Wednesday, March 24, 2010

innovation bubbles up

I'd wager that most great ideas are born bottom up rather than top down.

How many innovative ideas stories' start with ... my boss got an email from the CEO. The telephone sure as hell wasn't invented that way, neither was the internet (despite what Al Gore might say) nor the smartphone.

People on top (board members, CXOs, VPs) see problems in convergence. Why can't these two systems work together? I want to draw up an elegant shell on our existing systems. They are looking for issues where the sum is greater than the sum of the parts, which is not a bad thing. The problem is, there is usually a reason systems aren't already converged. Normally, they don't fit that well together and the additional complexity of bundling them negates any potential benefit.

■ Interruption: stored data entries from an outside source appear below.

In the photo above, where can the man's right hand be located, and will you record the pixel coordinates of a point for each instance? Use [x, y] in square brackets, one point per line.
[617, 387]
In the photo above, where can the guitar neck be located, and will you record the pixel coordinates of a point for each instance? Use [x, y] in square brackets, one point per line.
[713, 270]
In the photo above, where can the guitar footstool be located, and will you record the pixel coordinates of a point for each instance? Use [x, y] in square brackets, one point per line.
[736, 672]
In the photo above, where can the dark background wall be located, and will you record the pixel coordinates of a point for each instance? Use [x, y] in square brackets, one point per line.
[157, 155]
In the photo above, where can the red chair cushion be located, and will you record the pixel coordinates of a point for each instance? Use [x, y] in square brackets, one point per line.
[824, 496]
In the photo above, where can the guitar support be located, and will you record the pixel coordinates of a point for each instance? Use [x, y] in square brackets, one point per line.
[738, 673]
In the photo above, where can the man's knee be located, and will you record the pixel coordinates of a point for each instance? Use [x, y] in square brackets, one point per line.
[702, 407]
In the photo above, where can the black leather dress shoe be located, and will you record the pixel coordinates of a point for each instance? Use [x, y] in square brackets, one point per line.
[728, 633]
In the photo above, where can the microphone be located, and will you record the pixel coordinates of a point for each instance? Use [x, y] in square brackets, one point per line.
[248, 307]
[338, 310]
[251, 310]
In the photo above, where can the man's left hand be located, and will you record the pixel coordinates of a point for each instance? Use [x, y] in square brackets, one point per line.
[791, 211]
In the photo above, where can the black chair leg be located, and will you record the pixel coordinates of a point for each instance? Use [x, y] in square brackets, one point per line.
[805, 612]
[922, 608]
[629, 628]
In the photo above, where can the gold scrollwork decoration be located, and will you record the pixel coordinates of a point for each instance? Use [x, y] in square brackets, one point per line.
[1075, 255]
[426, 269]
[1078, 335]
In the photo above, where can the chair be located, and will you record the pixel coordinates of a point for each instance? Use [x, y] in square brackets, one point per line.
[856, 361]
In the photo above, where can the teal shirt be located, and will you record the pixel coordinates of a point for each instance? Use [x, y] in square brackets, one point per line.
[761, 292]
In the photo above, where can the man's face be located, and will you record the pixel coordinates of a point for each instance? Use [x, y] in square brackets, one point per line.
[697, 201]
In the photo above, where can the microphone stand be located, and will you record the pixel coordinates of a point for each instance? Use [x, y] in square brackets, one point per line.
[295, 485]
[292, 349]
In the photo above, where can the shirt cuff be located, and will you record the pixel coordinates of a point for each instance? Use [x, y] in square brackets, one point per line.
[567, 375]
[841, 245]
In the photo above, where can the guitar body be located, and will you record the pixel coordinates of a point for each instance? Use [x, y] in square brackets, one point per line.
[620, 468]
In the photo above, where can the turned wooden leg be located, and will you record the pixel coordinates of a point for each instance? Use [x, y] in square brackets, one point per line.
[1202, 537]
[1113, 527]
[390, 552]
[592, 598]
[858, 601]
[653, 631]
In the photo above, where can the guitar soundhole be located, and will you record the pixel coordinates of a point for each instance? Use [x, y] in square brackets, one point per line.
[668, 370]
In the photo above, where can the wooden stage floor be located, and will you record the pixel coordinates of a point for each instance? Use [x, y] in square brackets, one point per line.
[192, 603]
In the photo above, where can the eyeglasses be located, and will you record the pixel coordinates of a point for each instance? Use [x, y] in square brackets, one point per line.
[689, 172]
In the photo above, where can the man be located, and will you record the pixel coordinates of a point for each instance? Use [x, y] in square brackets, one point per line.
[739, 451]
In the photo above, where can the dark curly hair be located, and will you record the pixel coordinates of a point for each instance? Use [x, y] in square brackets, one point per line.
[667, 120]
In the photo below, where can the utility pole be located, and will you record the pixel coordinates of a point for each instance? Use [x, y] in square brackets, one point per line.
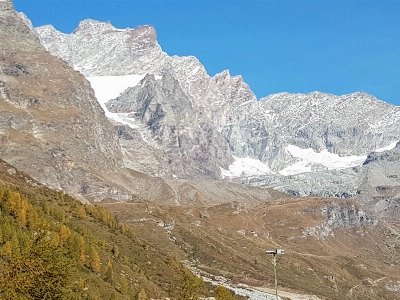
[274, 253]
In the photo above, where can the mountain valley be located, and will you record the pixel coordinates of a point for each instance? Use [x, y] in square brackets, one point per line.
[198, 174]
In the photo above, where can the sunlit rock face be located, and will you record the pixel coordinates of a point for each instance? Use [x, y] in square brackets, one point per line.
[51, 125]
[304, 144]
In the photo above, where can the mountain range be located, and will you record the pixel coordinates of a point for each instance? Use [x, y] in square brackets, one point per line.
[198, 166]
[303, 144]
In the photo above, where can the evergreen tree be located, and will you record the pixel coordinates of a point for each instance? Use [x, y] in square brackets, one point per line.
[109, 275]
[94, 260]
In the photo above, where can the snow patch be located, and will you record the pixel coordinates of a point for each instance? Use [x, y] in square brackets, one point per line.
[110, 87]
[308, 159]
[245, 166]
[388, 147]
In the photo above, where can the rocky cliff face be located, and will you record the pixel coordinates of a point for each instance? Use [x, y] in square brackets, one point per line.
[191, 146]
[353, 124]
[375, 184]
[350, 126]
[51, 125]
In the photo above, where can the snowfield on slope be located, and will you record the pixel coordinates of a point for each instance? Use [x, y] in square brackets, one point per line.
[110, 87]
[245, 166]
[307, 160]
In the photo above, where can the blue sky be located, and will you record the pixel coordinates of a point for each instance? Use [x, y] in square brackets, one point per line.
[297, 46]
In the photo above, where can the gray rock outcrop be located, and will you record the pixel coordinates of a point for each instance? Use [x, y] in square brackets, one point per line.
[190, 145]
[51, 125]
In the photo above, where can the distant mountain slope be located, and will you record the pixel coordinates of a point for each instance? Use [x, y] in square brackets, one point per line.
[51, 125]
[348, 125]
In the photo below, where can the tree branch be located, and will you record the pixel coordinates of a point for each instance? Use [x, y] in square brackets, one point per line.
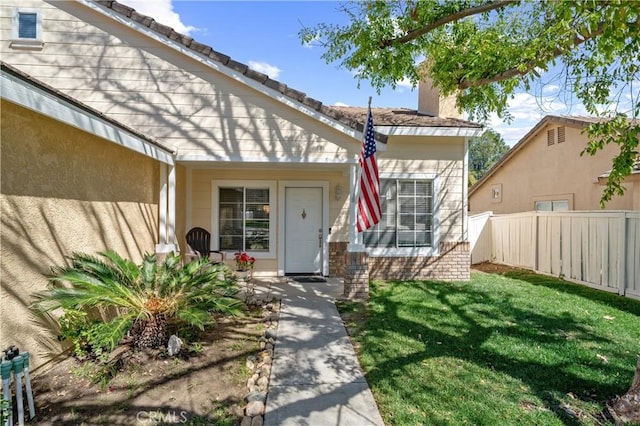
[414, 34]
[513, 72]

Bottom dwellers live in their respective areas, understanding both the outputs of their systems and their respective environments. They already know what is a bitch to do and what is not, plus normally why. The top layer is generally too far removed, busy, etc to understand or care. They overestimate the companies importance, and more importantly will to impose ideas/solutions on the market as a whole.

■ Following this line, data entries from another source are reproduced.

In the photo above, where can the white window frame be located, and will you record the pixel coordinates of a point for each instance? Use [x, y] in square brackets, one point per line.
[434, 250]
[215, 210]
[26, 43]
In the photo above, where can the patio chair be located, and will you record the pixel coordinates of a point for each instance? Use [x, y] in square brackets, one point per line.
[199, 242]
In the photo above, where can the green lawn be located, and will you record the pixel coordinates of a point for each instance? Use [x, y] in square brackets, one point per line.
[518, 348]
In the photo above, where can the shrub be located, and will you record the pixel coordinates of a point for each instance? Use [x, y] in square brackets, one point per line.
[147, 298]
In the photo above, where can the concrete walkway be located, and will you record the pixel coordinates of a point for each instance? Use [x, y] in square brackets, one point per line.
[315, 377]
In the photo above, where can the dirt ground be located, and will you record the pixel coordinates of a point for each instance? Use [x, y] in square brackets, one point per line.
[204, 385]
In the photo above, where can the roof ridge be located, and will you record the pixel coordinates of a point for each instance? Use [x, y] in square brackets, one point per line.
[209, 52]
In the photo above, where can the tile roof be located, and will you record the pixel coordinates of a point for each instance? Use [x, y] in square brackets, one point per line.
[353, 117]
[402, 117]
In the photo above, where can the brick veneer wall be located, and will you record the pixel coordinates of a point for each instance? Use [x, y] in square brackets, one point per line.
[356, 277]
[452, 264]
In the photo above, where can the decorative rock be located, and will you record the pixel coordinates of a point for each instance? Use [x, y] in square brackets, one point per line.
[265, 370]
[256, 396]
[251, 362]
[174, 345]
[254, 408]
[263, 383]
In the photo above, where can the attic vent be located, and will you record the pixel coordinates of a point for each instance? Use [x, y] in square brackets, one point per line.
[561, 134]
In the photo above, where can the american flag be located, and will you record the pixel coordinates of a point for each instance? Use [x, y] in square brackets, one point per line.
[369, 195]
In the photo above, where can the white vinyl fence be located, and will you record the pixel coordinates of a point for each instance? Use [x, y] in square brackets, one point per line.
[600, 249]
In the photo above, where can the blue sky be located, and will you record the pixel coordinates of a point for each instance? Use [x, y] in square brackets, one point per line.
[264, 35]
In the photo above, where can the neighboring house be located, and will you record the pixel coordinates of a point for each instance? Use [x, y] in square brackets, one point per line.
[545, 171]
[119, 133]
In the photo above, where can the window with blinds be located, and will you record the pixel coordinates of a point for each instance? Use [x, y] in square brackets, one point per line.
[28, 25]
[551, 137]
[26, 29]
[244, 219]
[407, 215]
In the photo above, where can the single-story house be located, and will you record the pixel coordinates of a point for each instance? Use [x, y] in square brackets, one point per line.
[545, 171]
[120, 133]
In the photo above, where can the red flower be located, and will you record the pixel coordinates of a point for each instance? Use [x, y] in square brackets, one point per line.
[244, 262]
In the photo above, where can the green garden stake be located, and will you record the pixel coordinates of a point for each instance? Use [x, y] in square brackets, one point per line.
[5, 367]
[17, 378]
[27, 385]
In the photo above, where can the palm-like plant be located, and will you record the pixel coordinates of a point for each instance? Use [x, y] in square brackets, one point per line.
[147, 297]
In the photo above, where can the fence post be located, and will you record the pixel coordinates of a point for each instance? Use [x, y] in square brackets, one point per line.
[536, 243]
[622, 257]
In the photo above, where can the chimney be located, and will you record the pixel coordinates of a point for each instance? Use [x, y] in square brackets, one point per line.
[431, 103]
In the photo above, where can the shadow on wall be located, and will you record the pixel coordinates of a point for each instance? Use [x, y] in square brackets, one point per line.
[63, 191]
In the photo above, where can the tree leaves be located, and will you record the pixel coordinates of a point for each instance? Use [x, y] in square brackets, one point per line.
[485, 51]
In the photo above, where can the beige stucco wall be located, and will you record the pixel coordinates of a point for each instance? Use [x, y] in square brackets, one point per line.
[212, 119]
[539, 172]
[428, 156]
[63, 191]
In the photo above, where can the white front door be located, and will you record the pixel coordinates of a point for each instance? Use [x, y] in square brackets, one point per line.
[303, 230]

A better approach would be a benevolent dictator, who once a month asks all his reports to impress them. What have you and your groups been working on? Why does it matter? What help do you need with? Are you properly resourced? Do you need anything from other teams? Is your idea better than the last/next guys?

Google looks a lot like this, but so do successful auto companies.

Nothing takes the wind out of a team's sails like an idea that will likely never work out. How are they supposed to get excited and behind their work? A death spiral of apathy, low quality work, and tendency for the team to "check out" are sure to follow.

Let's create environments that foster innovation, and share problems but not mandate solutions.